Я люблю Нью-Йорк, потому что, как и в Париже, каждый, кто в нем живет, чувствует, что это его собственность — по крайней мере, в той же мере, что и чья-либо еще. Мой Бродвей, в частности, я люблю почти так же, как когда-то любил свои бульвары. Поэтому в день, когда мы отдыхали в нашем гранд-отеле, я с особым интересом отправился посетить новые места для прогулок, которые горожане обустроили для нас и которые я еще не видел. Центральный парк — это пространство дикой природы, хорошо измятое, чтобы образовать гряды, дающие виды, и лощины, которые будут удерживать воду. Бедра, локти и другие кости Природы торчат здесь и там в виде скал, которые придают характер пейзажу и неизменный, неподкупный вид ландшафту, который без них рисковал бы быть откормленным искусством и деньгами до потери всех своих природных черт. Дороги были прекрасны, водные глади красивы, мосты изящны, лебеди элегантны в своем поведении, трава зеленая и короткая, как зимняя шерсть резвой лошади. Я не смог узнать, поддерживается ли она в таком состоянии стрижкой или опаливанием. Я был в восторге от своей новой собственности, но мне стоило четыре доллара добраться туда, так далеко она находилась за Геркулесовыми столпами модного квартала. Что будет с ней со временем, зависит от обстоятельств, но в настоящее время она так же центральна для Нью-Йорка, как Бруклайн для Бостона.

Вопрос не в том, что лучше — великолепно устроенное, но отдаленное место для прогулок мистера Олмстеда или наш Коммон с его лягушачьим прудом, а в сравнении его Эксцентричного парка с нашими лучшими пригородными пейзажами, между его искусственными водохранилищами и широкой естественной гладью Ямайского пруда. Я говорю это не из зависти, а ради справедливости к красотам, окружающим нашу собственную метрополию. Сравнивать расположение любых жилищ в любом из великих городов с теми, что выходят на Коммон, Публичный сад, воды Бэк-Бэй, значило бы поставить Пятую авеню и Уолнат-стрит в невыгодное положение. Дочь святого Ботольфа одевается проще, чем ее более статные сестры, но на правой руке у нее изумруд, а на левой — бриллиант, которых не постыдилась бы и сама Кибела.

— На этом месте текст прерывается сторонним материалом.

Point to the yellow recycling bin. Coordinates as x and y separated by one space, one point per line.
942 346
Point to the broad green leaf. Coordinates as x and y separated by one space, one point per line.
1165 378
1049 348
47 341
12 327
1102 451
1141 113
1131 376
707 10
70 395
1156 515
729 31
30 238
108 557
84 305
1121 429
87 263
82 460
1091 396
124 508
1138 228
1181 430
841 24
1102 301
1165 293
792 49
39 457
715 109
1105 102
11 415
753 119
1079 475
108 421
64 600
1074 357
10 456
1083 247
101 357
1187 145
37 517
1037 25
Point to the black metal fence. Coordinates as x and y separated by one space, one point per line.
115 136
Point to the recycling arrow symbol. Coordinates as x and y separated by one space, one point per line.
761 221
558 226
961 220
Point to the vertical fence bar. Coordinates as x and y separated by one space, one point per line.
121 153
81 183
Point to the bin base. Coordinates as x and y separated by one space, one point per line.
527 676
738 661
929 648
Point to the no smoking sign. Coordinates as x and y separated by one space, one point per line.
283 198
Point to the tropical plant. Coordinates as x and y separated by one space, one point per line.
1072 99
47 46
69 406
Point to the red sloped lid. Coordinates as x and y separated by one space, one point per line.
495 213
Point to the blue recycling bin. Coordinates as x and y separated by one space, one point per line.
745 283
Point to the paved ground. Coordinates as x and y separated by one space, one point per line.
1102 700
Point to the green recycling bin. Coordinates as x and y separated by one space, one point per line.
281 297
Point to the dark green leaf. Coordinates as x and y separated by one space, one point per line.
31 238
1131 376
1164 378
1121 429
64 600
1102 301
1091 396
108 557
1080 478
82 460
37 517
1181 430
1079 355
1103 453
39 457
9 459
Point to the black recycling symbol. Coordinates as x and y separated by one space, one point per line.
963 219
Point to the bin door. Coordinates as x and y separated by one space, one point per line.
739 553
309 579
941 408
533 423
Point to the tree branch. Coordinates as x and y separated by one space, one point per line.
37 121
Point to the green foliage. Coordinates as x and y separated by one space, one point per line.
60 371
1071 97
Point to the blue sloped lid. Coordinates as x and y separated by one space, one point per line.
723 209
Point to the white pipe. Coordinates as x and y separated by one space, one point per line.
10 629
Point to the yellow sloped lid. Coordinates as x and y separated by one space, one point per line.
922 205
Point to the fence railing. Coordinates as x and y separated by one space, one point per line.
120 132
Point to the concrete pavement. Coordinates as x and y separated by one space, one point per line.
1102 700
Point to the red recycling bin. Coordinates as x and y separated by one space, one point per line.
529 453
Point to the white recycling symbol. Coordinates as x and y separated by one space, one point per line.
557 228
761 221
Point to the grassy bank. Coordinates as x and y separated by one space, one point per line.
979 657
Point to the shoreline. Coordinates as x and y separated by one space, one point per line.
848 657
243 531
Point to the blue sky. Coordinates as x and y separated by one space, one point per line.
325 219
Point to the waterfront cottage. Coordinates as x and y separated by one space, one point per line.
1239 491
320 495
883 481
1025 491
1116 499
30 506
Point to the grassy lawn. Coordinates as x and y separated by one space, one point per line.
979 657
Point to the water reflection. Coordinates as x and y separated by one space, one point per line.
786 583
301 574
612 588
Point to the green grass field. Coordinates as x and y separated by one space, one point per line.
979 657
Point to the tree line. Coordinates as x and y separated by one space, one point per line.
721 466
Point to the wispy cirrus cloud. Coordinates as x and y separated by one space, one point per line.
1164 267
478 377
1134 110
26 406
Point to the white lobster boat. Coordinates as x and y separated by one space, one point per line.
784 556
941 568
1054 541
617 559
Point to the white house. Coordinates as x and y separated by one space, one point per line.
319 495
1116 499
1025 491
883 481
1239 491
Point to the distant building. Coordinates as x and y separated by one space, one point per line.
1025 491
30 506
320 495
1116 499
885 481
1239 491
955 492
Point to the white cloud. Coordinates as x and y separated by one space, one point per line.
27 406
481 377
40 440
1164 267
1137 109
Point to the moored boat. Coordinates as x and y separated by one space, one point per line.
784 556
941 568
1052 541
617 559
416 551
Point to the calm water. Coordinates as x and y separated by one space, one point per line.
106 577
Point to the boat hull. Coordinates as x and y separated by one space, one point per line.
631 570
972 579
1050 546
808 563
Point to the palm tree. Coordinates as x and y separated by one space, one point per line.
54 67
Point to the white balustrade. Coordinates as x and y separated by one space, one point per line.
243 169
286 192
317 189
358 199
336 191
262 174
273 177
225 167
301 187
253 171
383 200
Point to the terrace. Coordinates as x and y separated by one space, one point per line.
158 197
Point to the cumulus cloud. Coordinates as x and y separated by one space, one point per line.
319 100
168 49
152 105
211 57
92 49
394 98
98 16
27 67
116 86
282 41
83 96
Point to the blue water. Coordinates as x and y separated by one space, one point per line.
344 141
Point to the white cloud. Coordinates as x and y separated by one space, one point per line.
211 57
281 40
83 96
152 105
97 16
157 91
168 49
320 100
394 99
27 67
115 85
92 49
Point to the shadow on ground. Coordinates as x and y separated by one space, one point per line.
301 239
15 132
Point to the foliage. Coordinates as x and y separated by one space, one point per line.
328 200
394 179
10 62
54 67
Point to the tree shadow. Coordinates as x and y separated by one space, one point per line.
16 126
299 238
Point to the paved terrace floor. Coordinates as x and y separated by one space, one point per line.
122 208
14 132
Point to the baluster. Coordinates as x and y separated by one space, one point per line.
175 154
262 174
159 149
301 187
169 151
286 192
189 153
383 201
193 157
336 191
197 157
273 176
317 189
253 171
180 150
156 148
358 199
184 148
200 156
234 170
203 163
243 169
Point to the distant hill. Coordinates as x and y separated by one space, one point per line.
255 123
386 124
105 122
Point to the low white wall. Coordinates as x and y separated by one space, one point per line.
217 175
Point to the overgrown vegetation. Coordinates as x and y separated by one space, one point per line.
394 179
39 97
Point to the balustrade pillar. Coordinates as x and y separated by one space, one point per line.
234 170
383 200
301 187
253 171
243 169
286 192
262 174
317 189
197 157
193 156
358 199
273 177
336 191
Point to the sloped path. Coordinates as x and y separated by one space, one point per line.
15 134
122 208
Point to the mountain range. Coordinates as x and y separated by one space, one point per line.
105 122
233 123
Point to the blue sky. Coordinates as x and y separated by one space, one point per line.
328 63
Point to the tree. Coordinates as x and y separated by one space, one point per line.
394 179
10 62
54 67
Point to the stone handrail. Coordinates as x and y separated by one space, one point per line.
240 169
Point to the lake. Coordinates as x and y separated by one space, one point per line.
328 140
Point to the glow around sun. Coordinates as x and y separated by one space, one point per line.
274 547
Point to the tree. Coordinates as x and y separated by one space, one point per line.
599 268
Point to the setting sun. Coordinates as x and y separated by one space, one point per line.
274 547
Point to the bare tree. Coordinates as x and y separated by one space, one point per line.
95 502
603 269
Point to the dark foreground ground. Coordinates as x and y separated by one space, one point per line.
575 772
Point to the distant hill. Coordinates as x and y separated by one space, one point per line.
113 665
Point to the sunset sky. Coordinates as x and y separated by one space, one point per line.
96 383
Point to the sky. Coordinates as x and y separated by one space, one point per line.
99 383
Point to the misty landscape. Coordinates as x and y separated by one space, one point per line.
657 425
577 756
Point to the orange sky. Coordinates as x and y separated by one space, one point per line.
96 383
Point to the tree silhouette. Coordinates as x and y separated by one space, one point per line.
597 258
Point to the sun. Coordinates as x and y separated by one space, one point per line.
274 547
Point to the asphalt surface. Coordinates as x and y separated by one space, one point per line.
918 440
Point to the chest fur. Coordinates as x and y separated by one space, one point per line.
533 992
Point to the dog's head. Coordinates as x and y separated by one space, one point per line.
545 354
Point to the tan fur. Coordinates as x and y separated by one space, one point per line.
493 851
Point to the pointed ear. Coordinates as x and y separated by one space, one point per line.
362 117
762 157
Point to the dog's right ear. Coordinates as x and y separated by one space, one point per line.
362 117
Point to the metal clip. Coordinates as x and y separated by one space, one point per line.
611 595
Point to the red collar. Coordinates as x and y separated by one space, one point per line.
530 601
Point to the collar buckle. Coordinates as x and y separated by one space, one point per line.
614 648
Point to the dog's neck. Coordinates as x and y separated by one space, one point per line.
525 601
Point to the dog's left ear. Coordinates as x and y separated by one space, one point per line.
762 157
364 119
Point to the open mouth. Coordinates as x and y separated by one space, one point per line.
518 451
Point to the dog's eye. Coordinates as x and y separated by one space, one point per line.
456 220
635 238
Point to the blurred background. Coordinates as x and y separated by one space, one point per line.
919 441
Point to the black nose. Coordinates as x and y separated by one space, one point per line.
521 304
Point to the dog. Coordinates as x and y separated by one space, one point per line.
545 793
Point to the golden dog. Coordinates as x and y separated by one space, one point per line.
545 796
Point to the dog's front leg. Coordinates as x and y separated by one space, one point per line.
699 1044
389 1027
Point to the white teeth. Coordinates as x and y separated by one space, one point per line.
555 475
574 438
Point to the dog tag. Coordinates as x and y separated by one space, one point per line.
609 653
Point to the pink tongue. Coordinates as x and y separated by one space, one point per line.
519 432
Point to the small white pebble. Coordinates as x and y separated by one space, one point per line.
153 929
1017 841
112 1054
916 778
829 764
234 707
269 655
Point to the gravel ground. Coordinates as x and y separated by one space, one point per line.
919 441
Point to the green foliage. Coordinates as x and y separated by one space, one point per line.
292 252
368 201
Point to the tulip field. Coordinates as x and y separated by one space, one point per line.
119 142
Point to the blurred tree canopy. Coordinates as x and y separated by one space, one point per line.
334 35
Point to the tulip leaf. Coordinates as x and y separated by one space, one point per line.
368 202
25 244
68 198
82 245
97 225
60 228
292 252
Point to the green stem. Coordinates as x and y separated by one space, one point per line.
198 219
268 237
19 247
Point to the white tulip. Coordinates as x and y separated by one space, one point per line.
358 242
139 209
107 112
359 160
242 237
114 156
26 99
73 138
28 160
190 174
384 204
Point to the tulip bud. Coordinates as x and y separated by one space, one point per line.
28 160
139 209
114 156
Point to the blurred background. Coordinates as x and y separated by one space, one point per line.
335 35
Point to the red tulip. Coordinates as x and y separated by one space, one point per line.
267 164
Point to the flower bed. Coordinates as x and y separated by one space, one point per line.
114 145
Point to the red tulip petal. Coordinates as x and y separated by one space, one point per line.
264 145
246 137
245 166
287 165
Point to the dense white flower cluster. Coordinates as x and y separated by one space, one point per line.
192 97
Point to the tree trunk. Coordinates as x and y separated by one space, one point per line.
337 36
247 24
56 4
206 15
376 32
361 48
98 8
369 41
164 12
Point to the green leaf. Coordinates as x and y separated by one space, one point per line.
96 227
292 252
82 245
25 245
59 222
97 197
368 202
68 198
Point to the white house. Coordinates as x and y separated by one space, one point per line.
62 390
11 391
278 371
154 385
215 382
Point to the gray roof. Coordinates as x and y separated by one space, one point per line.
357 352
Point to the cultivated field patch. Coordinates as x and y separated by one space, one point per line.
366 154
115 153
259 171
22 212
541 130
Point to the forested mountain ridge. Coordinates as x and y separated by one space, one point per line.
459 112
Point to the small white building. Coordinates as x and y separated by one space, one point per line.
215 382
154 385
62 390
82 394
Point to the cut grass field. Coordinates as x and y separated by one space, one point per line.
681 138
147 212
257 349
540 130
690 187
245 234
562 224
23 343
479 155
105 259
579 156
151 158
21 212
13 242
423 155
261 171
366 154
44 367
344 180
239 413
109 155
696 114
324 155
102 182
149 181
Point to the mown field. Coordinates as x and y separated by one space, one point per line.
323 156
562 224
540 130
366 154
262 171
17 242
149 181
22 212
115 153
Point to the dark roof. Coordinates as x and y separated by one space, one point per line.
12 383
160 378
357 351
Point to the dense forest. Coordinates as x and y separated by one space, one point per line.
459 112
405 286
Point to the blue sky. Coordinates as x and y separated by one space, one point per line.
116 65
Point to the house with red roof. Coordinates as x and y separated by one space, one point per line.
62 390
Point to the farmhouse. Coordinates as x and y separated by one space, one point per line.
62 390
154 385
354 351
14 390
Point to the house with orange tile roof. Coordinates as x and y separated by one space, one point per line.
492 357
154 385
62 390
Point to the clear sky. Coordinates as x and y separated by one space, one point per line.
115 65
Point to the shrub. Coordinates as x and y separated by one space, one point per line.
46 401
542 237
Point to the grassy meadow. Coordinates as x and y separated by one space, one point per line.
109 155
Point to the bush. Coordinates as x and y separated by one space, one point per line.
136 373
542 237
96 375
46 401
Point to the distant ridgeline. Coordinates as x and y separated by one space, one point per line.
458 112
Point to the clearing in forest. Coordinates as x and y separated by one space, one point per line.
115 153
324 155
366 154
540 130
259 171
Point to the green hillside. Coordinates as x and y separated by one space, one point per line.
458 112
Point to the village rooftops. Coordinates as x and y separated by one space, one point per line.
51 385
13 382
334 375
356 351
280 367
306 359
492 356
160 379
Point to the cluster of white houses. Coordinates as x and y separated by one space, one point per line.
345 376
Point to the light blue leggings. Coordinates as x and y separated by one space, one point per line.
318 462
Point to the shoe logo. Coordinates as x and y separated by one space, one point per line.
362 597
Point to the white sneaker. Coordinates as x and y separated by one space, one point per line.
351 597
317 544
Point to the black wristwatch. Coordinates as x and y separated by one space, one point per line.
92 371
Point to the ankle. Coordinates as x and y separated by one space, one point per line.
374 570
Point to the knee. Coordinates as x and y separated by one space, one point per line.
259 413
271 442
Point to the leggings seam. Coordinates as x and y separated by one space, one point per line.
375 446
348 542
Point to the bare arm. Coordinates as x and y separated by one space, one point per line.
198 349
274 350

В понедельник утром, двадцать девятого сентября, мы сели в вагоны, чтобы отправиться домой. Пустыри с ирландцами и свиньями; огороды; разбросанные дома; высокий мост; деревни, не вызывающие восторга; затем Стэмфорд; затем НОРУОЛК. Здесь, шестого мая 1853 года, я прошел по следам великой катастрофы. Если бы мои веки не были тяжелы в то утро, у моих читателей, вероятно, не было бы больше хлопот со мной. Двое моих друзей видели, как вагон, в котором они ехали, разломился посередине и оставил их висеть над бездной. От Норуолка до Бостона то двухсоткилометровое путешествие было длинной похоронной процессией.

Бриджпорт, ожидающий, когда Иранистан восстанет из пепла со всеми своими куполами, подобными яйцам феникса — пузырями богатства, которые лопнули, готовые быть надутыми снова; переливчатыми, как всегда, что приятно, ибо мир любит успех жизнерадостного мистера Барнума; Нью-Хейвен, опоясанный плоскими болотами, похожими на чудовищные бильярдные столы, с разбросанными по ним копнами сена вместо шаров — романтичный, с Уэст-Рок и его легендами — проклятый отвратительным депо, чье скупое устройство прижимает пути так убийственно близко к стене, что peine forte et dure должно быть частым наказанием за невинную прогулку по его платформе — с его опрятными экипажами, столичными отелями, драгоценными старыми студенческими общежитиями, его перспективами вязов и растрепанными плакучими ивами; Хартфорд, солидный, с хорошими мостами, город со множеством шпилей — каждый конический шпиль гасит какую-нибудь ересь девятнадцатого века; так дальше, вдоль и поперек широкого, мелкого Коннектикута — тускло-красная дорога и темная река, сплетенные, как основа и уток, челноком мчащегося паровоза; затем Спрингфилд, город с широкими лугами, сытный, любящий лошадей, жаркий летом, с гигантскими деревьями — город среди деревень, деревня среди городов; Вустер, с его дедаловым лабиринтом пересекающихся рельсов, где фыркающие Минотавры, дышащие огнем, дымом и горячими парами, стоят в своих стойлах; Фрамингем, прекрасный виночерпий, увитая листьями Геба пышногрудой Королевы, сидящей у моря на троне Шести Наций. И теперь я начинаю узнавать дорогу не по городам, а по отдельным жилищам; не по милям, а по родам. Полюса великого магнита, который втягивает все железные пути через пазы всех гор, должны быть близко, ибо здесь переезды, внезапные остановки и крики встревоженных паровозов слышны повсюду. Высокий гранитный обелиск появляется вдали слева, его скошенный замковый камень остер на фоне неба; высокие трубы Чарльзтауна и Восточного Кембриджа развевают свои дымные знамена в разреженном воздухе; и вот одна прекрасная грудь треххолмного города, с его увенчанной куполом вершиной, открывается, как когда многогрудая эфесская Артемида явилась с полуоткрытой хламидой перед своими почитателями.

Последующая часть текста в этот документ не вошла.